[EMAIL PROTECTED] wrote:
Hi Dave,
Thank you once again for your helpful reply.
>>
>> I have, as suggested, created a trivial program that illustrates the
>> problem.
>> It is based on the XalanTransfrom example with minimal changes.
>> It is attached.
>>
>> Hopefully it shows where I am going wrong.
>> Maybe the problem is with my approach rather than any bug in Xalan.
>
>OK, the bad news is this is really something we haven't supported in a
>very long time. In fact, I'm not sure if XalanTransformer ever
>supported using a pre-built tree in this way. We should probably remove
>the XalanNode constructor from XSLTInputSource.
Well, from my point of view that would be very helpful
as it would have saved me from some frustration.
>The good news is the way you can do this is fairly straightforward. You
>need to create your own derivative of XalanParsedSource, and wrap your
>document instance in that.

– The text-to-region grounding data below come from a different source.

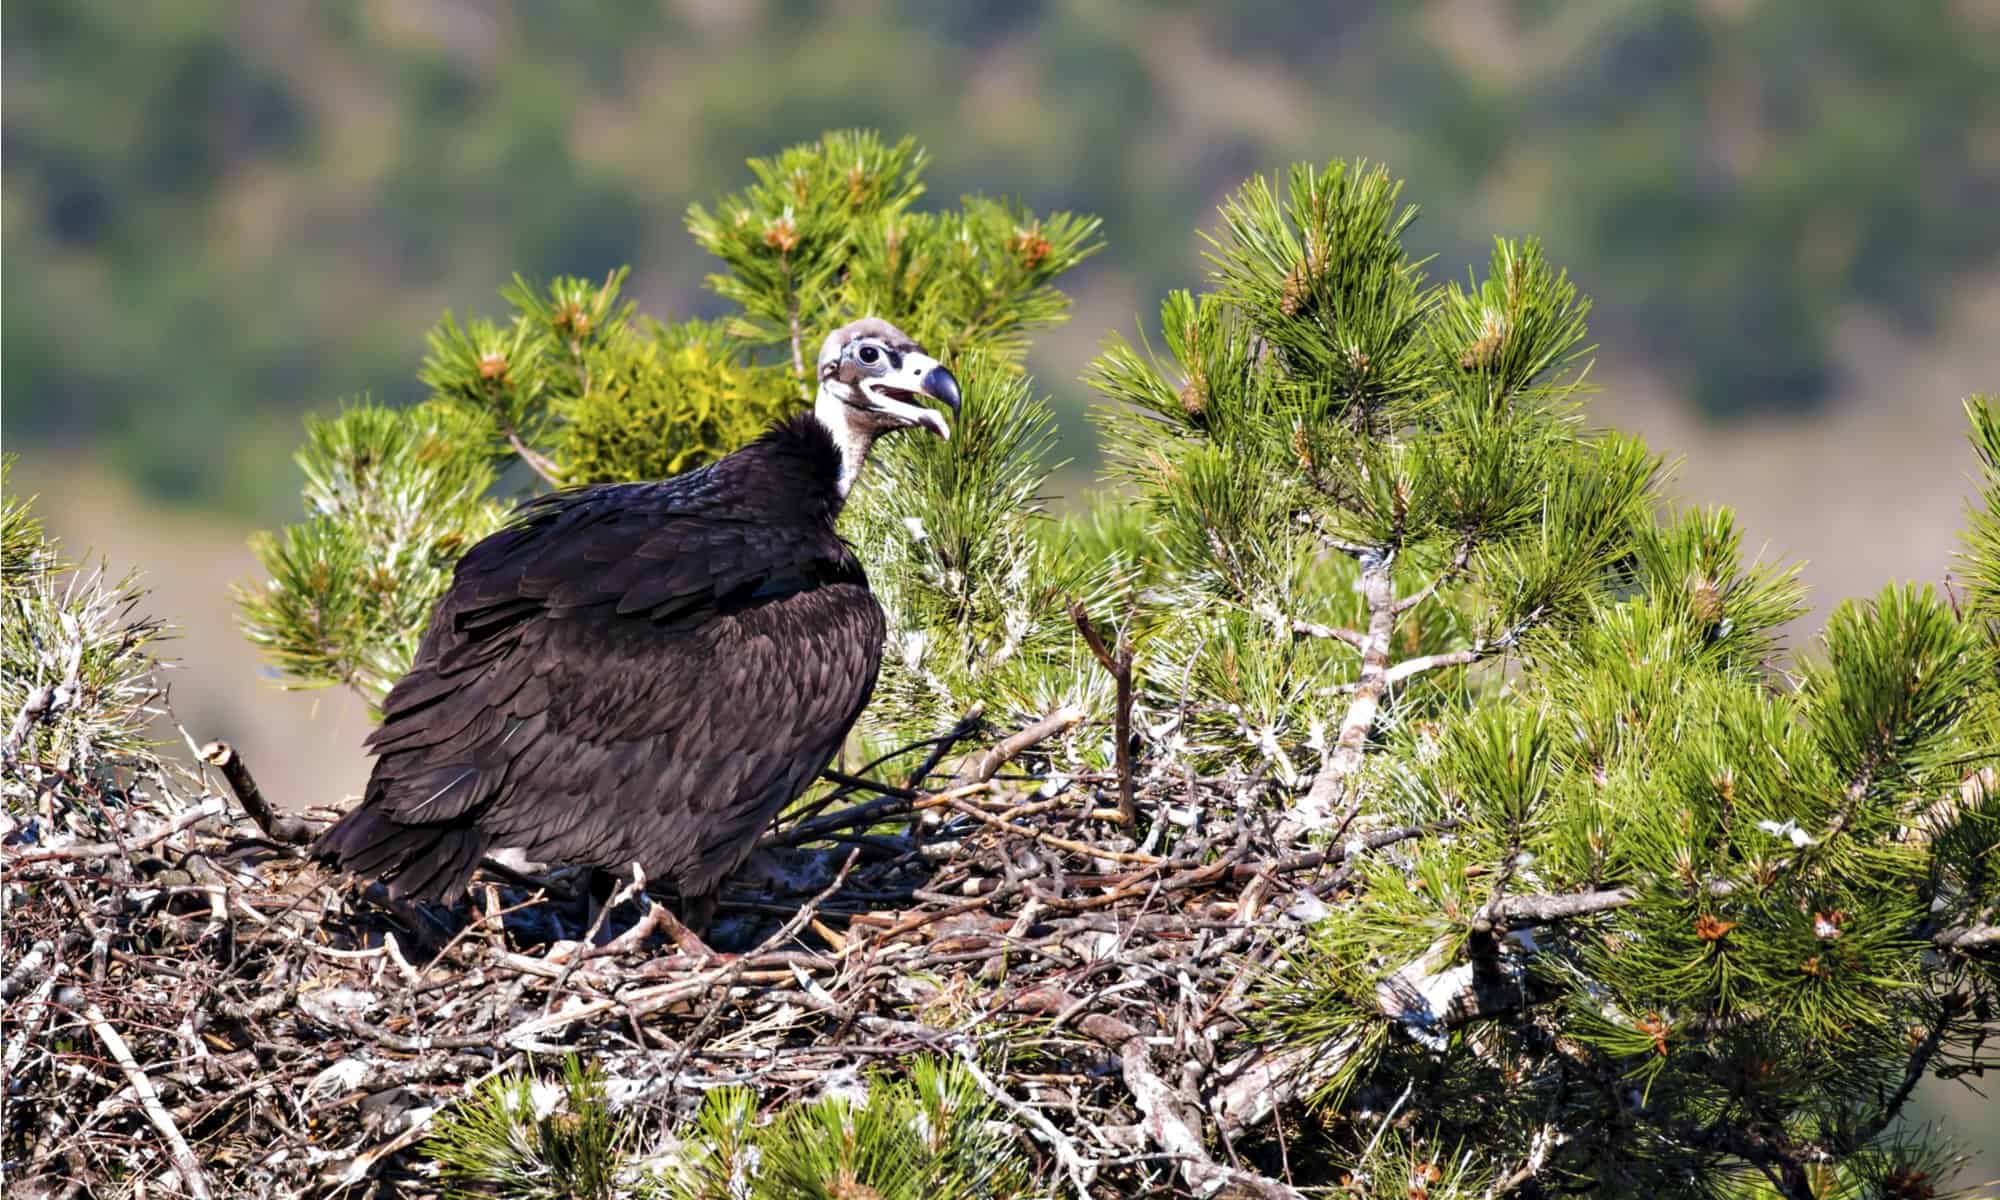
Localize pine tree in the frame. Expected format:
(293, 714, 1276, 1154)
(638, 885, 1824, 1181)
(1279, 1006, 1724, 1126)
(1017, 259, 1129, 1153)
(1081, 163, 1998, 1196)
(1, 456, 173, 794)
(223, 138, 1997, 1195)
(238, 130, 1101, 712)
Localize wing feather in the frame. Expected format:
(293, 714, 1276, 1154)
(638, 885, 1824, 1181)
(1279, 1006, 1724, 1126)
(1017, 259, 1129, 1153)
(316, 470, 883, 906)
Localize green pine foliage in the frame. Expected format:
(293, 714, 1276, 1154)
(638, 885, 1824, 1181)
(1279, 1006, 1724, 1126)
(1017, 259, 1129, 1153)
(1, 456, 170, 785)
(647, 1058, 1035, 1200)
(236, 400, 509, 708)
(240, 131, 1102, 706)
(686, 131, 1101, 384)
(553, 317, 796, 487)
(424, 1056, 1034, 1200)
(1077, 158, 1997, 1192)
(1086, 162, 1662, 809)
(427, 1056, 631, 1200)
(1960, 396, 2000, 628)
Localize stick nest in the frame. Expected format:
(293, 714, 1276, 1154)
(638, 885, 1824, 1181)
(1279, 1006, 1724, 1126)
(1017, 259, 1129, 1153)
(2, 721, 1373, 1199)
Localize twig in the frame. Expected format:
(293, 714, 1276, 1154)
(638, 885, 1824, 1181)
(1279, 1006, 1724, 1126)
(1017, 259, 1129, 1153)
(3, 798, 224, 865)
(1069, 602, 1137, 825)
(820, 769, 918, 800)
(1379, 608, 1538, 687)
(953, 705, 1084, 787)
(668, 850, 862, 1075)
(954, 1048, 1099, 1198)
(905, 703, 988, 789)
(84, 1003, 213, 1200)
(4, 969, 60, 1079)
(4, 684, 59, 762)
(1843, 998, 1956, 1151)
(544, 866, 648, 1003)
(1011, 987, 1305, 1199)
(506, 428, 564, 488)
(1391, 536, 1476, 615)
(1285, 618, 1364, 648)
(944, 797, 1162, 866)
(197, 741, 317, 845)
(1, 939, 55, 1001)
(769, 780, 993, 848)
(333, 1054, 524, 1186)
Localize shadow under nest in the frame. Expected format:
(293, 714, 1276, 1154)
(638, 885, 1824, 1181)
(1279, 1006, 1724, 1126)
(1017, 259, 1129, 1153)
(2, 713, 1396, 1200)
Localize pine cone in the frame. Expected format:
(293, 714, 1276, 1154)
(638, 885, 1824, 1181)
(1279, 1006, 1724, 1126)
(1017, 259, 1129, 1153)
(1180, 373, 1208, 417)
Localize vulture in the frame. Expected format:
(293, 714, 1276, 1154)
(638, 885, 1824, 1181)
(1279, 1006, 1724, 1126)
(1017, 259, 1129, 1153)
(313, 317, 959, 932)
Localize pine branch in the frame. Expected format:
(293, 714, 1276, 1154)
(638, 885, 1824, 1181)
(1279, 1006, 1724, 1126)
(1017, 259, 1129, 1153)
(506, 428, 564, 488)
(3, 798, 225, 865)
(1291, 553, 1398, 830)
(1840, 994, 1965, 1152)
(1392, 535, 1475, 615)
(1670, 1118, 1816, 1200)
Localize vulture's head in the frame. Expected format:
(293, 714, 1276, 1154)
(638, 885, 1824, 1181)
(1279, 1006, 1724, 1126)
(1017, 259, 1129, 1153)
(815, 318, 961, 443)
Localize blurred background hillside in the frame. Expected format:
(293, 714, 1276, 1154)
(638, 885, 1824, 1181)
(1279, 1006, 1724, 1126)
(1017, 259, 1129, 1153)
(5, 0, 2000, 1166)
(8, 0, 2000, 805)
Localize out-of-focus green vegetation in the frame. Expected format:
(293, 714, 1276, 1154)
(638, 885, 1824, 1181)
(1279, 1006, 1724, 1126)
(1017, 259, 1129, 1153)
(6, 0, 1999, 515)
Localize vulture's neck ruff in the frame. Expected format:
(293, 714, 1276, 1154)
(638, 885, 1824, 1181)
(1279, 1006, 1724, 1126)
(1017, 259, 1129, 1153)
(811, 318, 961, 498)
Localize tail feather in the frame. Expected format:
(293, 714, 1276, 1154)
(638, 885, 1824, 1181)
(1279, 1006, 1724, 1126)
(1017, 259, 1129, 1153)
(313, 805, 489, 905)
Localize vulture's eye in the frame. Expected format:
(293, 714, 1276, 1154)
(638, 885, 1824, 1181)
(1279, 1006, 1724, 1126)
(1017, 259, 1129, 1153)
(856, 344, 881, 365)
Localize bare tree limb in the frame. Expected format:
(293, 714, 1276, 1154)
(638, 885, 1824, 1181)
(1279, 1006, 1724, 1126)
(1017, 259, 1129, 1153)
(1392, 536, 1476, 615)
(953, 1048, 1099, 1198)
(85, 1003, 213, 1200)
(953, 705, 1084, 787)
(505, 428, 564, 488)
(1069, 601, 1137, 825)
(198, 741, 318, 845)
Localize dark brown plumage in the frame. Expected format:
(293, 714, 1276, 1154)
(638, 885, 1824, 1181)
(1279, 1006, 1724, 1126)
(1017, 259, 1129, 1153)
(314, 319, 958, 927)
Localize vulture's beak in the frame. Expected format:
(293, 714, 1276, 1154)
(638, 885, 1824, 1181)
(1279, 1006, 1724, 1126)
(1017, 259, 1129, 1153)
(871, 352, 961, 440)
(920, 362, 962, 419)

You really need to do a bit more work to get
>your own XalanDocument implementation to work anyway.
OK. I had started down the path of using XalanParsedSource
and given up. However given you suggestion I tried it again
and have finally succeeded in getting a trivial translation to
work. There were a number of problems that I had which
meant it took a lot longer than I would have liked but
nothing too obscure.
I am not sure exactly what you meant about
getting my implementation of XalanDocument to work.
I know (now) about the bug in getFirstChild/getLastChild
and I plan to implement the getElementById function.
But was there something else that I have missed?
Xalan-C does not use the getElementById() function, so please don't
implement it for the sake of doing XSLT. What I meant to point out was
that XSLT needs to order node-sets in document order, which can be very
expensive. Xalan-C's default implementation optimizes this by keeping
an integer in each node that indicates the node's position in the
document. If you want good performance for your XalanDOM
implementation, you should really do this too.
>To get your own custom implementation of XalanDOM to work you need to
>provide a derivative of the DOMSupport class that understands your
>implementation. You can probably just use DOMSupportDefault, but you
>should create your own if you can optimize node-ordering for your
>implementation. For example, XalanSourceTree (the default
>implementation) uses indexing to support fast node ordering. I would
>highly recommend you do something like that, if you want to see
>reasonable performance.
I am interested in this point.
I can't realistically provide (global) node indexing.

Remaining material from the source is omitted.